= South Clay Community School District =

Defunct school district in Iowa, US

South Clay Community School District was a school district headquartered in Gillett Grove, Iowa. In addition to Gillett Grove, it served Dickens and Webb.

==History==
The district was established in 1964.

By 1993, the population had declined so much, to 325, that the district decided to close its junior and senior high school divisions and send students to other school districts: Laurens–Marathon, Ruthven-Ayrshire, Sioux Central, and Spencer. Within the same year, as whole-grade sharing was in place, the student population was down to 232. After the closure of the high school, according to superintendent David Schulz, the community perceived the district to be doomed and speculated on how long the South Clay district would survive. According to Schulz, administrators were, at the time, operating on the presumption that the district would close circa 1996 to 1998.

After 1993 the area population further declined, and increasing numbers of elementary students transferred to other schools. In 2010, the district had 132 students; there were seven preschool students, no kindergarten students, and no 4th-grade students. At the same time there were 97 students living in the district boundaries attending secondary school in other districts. There were also 18 employees, both full-time and part-time. At that time the district leadership decided to suggest dissolution of the district. On February 2, 2010, the residents voted to dissolve the school district. Schulz had stated that since taxpayers had requested the vote, he expected it to be approved by voters, but even if it had not been, the state would have involuntarily dissolved the school district anyway, with the local education agency (LEA) placing students in new schools.

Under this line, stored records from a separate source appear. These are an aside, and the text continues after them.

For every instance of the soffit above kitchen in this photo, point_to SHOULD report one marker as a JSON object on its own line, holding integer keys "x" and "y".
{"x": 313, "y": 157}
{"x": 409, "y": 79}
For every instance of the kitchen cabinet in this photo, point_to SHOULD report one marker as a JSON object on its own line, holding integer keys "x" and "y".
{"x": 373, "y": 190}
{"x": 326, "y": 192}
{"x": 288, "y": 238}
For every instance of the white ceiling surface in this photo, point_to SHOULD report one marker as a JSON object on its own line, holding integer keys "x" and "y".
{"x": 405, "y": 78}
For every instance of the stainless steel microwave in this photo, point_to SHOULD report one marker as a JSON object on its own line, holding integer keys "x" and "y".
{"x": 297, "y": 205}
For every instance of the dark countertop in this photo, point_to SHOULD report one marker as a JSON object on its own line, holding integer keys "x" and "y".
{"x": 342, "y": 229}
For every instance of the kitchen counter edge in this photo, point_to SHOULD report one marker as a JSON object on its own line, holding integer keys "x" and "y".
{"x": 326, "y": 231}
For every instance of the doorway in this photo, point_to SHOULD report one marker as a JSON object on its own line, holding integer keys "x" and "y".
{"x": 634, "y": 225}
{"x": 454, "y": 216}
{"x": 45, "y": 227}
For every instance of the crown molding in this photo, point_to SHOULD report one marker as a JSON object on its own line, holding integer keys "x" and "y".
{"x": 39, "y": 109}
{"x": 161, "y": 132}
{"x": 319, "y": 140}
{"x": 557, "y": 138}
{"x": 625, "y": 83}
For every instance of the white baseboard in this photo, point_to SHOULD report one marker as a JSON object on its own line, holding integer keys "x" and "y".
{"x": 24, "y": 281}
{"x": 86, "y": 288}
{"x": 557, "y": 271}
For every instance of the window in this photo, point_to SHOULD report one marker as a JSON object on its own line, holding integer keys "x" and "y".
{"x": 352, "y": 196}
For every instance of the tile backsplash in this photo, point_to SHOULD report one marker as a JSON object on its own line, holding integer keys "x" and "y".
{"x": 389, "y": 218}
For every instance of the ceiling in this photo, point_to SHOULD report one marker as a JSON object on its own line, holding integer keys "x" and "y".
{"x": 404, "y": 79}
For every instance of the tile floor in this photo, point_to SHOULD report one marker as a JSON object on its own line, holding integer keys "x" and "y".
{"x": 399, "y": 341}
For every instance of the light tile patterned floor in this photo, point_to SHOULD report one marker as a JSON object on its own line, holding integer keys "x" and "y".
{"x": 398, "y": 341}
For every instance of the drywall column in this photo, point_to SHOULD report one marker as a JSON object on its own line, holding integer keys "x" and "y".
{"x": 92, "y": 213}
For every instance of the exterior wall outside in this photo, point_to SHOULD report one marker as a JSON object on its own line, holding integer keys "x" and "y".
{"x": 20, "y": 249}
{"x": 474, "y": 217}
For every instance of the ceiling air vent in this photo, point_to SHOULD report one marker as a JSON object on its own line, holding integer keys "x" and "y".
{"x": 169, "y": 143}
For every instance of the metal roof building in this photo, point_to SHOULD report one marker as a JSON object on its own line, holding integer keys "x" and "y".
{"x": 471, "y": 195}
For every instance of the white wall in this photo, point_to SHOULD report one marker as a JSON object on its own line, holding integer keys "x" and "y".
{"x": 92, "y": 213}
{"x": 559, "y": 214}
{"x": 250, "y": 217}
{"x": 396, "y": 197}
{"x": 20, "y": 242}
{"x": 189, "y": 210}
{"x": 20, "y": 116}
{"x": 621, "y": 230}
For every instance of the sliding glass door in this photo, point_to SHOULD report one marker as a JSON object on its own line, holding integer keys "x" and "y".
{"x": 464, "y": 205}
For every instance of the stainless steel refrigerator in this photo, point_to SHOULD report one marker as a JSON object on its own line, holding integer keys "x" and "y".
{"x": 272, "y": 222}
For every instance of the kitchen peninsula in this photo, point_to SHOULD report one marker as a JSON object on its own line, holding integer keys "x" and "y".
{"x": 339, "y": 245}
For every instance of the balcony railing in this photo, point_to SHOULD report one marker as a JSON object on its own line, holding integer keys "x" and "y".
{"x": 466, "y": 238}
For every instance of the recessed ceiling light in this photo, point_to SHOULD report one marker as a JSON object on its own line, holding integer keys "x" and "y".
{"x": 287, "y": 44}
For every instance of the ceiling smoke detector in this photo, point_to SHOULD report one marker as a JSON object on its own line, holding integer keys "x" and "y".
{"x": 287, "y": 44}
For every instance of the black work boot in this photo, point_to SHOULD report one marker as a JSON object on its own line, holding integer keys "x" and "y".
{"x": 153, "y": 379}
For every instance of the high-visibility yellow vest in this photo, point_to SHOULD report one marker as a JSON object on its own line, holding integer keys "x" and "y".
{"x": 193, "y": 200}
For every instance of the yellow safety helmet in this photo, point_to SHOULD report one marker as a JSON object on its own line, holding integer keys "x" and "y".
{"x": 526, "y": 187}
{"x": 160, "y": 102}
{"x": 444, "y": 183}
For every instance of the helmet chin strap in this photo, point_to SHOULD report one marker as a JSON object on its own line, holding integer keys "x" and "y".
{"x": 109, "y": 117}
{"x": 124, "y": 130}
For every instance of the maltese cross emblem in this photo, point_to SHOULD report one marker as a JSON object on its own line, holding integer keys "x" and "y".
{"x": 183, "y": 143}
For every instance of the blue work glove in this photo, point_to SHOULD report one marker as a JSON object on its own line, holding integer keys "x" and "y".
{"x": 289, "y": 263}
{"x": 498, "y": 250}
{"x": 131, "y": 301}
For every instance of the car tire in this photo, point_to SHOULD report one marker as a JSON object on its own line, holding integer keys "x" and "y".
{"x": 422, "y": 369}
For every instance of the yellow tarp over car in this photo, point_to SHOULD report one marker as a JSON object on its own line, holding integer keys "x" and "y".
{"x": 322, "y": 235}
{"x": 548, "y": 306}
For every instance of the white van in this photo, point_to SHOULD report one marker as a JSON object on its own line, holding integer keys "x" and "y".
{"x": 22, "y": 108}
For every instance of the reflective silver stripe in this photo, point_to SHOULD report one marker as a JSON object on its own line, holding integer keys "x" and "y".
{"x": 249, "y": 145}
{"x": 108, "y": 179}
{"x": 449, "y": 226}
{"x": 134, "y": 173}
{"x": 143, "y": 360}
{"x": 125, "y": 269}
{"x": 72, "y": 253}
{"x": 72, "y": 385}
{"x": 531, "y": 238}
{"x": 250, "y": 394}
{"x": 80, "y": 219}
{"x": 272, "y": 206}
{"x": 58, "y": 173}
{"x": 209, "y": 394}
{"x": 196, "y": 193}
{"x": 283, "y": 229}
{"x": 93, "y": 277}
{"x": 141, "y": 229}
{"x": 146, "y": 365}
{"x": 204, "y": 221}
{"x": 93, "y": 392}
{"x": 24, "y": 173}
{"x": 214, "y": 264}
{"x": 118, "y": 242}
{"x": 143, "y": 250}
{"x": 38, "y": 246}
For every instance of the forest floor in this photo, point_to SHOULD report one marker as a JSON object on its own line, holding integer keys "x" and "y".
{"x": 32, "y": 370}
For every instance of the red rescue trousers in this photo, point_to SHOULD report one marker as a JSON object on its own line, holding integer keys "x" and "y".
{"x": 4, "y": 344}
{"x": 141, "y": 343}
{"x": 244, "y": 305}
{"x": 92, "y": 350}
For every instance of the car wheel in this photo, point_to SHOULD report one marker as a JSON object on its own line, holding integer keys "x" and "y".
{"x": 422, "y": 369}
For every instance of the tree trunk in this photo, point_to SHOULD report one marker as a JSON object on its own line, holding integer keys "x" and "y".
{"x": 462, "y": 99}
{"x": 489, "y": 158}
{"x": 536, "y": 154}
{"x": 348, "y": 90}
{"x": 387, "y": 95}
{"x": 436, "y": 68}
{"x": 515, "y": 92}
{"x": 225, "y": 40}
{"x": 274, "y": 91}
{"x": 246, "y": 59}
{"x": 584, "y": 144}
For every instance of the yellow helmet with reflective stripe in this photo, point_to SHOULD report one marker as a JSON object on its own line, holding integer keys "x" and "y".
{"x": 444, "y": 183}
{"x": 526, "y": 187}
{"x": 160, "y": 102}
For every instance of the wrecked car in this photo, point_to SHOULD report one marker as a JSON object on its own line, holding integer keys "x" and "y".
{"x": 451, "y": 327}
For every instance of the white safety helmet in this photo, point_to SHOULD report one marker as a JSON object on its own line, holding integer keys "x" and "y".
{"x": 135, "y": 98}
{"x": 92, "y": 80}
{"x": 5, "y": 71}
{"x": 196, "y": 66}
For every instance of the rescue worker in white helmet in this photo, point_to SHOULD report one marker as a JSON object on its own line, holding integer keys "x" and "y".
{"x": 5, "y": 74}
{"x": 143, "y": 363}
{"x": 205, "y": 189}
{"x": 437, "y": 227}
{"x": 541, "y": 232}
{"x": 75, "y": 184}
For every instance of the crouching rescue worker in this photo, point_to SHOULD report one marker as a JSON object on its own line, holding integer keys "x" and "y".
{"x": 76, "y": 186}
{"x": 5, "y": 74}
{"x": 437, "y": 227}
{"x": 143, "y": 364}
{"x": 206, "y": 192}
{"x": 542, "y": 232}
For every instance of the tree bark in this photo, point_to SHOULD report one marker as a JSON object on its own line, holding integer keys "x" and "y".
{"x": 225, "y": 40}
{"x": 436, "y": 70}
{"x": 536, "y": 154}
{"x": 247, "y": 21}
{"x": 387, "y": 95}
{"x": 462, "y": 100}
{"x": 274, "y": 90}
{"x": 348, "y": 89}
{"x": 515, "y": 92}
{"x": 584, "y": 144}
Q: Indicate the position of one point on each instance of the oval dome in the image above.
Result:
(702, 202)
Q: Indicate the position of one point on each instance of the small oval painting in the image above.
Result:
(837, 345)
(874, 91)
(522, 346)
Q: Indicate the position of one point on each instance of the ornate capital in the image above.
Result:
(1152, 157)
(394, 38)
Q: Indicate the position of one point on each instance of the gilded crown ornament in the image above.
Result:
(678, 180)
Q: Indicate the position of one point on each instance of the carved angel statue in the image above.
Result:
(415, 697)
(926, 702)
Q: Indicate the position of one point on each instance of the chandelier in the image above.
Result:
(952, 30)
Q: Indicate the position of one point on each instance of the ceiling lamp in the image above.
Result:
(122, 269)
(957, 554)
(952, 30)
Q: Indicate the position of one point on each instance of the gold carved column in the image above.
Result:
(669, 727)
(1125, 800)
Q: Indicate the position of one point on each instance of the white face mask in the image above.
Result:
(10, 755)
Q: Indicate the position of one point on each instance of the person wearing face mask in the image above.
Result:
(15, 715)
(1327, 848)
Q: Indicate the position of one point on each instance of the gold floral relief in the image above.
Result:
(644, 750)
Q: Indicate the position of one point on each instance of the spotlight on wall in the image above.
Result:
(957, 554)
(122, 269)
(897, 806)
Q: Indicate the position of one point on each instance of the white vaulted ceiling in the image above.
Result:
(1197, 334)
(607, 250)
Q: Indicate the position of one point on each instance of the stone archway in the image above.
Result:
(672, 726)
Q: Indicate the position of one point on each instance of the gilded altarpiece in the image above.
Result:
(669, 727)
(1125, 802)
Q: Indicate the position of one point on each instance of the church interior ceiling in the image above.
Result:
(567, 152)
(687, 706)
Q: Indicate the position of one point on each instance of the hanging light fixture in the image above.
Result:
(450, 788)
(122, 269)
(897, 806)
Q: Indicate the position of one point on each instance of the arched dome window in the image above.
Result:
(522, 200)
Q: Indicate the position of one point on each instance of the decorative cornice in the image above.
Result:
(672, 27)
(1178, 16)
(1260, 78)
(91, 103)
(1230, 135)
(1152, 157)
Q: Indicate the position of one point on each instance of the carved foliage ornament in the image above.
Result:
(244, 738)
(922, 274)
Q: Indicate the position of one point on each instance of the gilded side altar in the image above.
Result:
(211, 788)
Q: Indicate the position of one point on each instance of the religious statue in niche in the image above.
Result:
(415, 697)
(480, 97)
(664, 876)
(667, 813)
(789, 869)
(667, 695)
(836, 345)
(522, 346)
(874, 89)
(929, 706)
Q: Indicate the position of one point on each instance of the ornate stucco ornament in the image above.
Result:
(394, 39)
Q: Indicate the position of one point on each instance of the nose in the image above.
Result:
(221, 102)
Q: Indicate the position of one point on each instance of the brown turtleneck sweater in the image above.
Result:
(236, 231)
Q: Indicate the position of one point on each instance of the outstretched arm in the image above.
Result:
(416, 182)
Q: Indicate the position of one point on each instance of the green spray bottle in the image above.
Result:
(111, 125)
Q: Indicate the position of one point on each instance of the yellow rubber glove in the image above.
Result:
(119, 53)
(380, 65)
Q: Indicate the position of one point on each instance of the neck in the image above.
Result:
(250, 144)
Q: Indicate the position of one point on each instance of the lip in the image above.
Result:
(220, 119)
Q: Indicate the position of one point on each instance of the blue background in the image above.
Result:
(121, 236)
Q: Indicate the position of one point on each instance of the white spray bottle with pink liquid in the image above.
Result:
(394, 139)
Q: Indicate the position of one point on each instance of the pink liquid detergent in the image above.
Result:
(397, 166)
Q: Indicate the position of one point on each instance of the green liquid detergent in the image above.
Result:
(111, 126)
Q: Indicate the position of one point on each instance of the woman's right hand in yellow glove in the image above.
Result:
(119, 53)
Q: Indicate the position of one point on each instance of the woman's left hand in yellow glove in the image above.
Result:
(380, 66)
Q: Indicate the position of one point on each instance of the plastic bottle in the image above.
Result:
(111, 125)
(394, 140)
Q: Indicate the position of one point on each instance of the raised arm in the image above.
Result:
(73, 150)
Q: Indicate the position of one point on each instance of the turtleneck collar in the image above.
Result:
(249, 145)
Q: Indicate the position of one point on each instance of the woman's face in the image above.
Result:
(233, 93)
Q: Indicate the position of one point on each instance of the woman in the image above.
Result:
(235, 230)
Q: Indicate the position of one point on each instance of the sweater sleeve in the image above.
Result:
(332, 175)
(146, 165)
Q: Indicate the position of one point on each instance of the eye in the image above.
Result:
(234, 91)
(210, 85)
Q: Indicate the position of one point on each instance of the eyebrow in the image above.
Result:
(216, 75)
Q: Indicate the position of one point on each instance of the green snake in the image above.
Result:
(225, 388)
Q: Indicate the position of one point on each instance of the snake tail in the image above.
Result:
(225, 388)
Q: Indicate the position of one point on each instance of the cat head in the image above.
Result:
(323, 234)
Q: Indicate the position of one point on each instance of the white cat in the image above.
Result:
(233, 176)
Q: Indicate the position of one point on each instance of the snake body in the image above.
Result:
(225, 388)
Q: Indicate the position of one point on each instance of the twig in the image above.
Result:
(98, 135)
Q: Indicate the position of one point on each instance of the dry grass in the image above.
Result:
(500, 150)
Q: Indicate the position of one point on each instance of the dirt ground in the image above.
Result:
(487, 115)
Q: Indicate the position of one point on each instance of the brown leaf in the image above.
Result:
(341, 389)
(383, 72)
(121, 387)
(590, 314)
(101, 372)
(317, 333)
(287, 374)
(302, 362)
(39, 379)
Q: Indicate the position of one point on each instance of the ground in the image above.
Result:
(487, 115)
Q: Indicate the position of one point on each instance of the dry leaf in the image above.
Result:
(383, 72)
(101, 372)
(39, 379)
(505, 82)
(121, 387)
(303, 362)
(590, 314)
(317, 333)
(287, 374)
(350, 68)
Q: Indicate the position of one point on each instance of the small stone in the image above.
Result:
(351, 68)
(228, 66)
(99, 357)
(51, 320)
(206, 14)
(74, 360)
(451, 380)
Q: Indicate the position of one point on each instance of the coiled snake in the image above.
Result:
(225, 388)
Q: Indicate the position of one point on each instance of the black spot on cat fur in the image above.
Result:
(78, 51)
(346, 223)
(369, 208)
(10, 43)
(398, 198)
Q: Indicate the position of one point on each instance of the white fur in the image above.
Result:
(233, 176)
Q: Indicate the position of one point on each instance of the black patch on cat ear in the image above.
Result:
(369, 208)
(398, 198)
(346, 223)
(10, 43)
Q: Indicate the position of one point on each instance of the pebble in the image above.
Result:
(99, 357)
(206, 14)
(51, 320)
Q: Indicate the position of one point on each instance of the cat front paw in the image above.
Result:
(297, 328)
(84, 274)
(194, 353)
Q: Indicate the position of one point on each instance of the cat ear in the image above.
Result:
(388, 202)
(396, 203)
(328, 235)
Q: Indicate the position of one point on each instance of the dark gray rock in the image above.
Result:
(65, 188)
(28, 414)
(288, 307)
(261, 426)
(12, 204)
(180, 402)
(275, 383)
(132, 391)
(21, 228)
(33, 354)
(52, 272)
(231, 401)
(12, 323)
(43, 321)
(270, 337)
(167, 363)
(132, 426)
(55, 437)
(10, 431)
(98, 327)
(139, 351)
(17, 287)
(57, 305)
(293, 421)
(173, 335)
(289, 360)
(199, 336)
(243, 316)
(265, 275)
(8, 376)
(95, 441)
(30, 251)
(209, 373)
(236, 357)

On July 1, 2010, the district was dissolved. Portions went to the Clay Central–Everly, Laurens–Marathon, Ruthven-Ayrshire, Sioux Central, and Spencer school districts; the respective assessed valuation of the former South Clay territory given to each district were: less than 1%, 3.2%, less than 1%, 45.5%, and 50%. It was the fifth school district in the state to dissolve (instead of merge into another district) since 1965, when the Iowa Department of Education began keeping records of school district dissolutions and consolidations. In mid-March 2011, the main building of the school was razed. Webb and the areas south of Gillett Grove were reassigned to Sioux Central.